[Date Prev][Date Next][Thread Prev][Thread Next][Date Index][Thread Index]
Re: Bison lexer
From: |
Hans Åberg |
Subject: |
Re: Bison lexer |
Date: |
Fri, 31 Aug 2018 23:39:37 +0200 |
> On 31 Aug 2018, at 22:26, Frank Heckenbach <address@hidden> wrote:
>
> Hans Åberg wrote:
>
>>> For a start, I didn't have very good experience communicating with
>>> Flex maintainer(s?) who seemed rather nonchalant WRT gcc warnings
>>> etc. in the generated code, so over the years I'd been adjusting
>>> various warning-suppression gcc options or doing dirty #define
>>> tricks to avoid warnings, or sometimes even post-processing the
>>> generated lexer with sed.
>>
>> GCC 8.2 uses C17 as default.
>
> I haven't used gcc-8 yet, but how is this relevant? If anything, I
> expect newer gcc versions to produce more warnings (usually useful)
> which flex might also suffer from.
Maybe the Flex lexers errors is due to using C89 to compile it or something.
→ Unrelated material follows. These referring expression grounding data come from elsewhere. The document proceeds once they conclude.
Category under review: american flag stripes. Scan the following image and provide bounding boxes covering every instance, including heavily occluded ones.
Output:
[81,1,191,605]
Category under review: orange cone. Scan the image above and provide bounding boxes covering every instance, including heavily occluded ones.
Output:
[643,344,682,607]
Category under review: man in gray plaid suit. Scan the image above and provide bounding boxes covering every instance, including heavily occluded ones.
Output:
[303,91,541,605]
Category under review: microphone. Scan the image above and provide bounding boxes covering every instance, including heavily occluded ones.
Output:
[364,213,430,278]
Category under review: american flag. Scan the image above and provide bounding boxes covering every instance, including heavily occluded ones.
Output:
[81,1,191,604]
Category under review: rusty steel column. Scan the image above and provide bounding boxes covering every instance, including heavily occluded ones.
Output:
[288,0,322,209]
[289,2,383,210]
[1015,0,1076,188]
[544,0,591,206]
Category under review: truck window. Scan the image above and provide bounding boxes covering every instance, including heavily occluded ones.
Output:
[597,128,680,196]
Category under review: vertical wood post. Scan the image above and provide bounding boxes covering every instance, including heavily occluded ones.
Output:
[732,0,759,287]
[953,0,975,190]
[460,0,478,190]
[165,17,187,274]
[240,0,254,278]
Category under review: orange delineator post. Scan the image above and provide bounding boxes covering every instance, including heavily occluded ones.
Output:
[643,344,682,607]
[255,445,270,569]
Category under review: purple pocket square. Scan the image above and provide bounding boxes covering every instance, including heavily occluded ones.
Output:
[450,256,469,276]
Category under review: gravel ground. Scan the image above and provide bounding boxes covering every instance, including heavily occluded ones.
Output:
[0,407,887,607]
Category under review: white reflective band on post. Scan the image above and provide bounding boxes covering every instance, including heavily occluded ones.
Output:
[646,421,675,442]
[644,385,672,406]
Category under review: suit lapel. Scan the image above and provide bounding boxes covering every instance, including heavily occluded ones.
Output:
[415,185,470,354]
>>> But the final straw was when, after changing to C++ Bison, I wanted
>>> to switch to C++ Flex too and found this beautiful comment:
>>>
>>> /* The c++ scanner is a mess. The FlexLexer.h header file relies on the
>>> * following macro. This is required in order to pass the
>>> c++-multiple-scanners
>>> * test in the regression suite. We get reports that it breaks
>>> inheritance.
>>> * We will address this in a future release of flex, or omit the C++
>>> scanner
>>> * altogether. */
>>
>> It has been like that since the 1990s, I believe.
>
> Even better! :(
>
> Especially since C++ in the 1990s was totally different from modern
> C++, so I have no idea if anything of this comment is still
> relevant, or maybe even more relevant, today compared to then.
Indeed, very old.
> Lesson (as if anyone was listening): Always put a date on such
> messages.
Probably just a hack, never actually developed.
>>> So I wrote a small library that builds that massive RE out of single
>>> rules and maps subexpressions back to rules (even in the case that
>>> rules contain subexpressions of their own), and that works for me.
>>
>> I did that, too: I wrote some DFA/NFA code, and incidentally found
>> the most efficient method make action matches via a reverse NFA
>> lookup, cf. [1-3]. Also, I have made UTF-8/32 to octet character
>> class translations.
>>
>> 1. https://gcc.gnu.org/ml/libstdc++/2018-04/msg00032.html
>> 2. https://gcc.gnu.org/bugzilla/show_bug.cgi?id=85472
>> 3. https://gcc.gnu.org/ml/libstdc++/2018-05/msg00015.html
>
> Interesting, thanks. Fortunately, my REs are not so complex, so the
> bug you reported won't affect me and lexing speed is not so
> important for me, so (at least for now) I can just use the library
> as is. But if I ever need something more sophisticated, I'll keep
> this in mind.
If that is what you are using, note that it is recursive, so the function stack
might overflow. But perhaps the rewrite it someday.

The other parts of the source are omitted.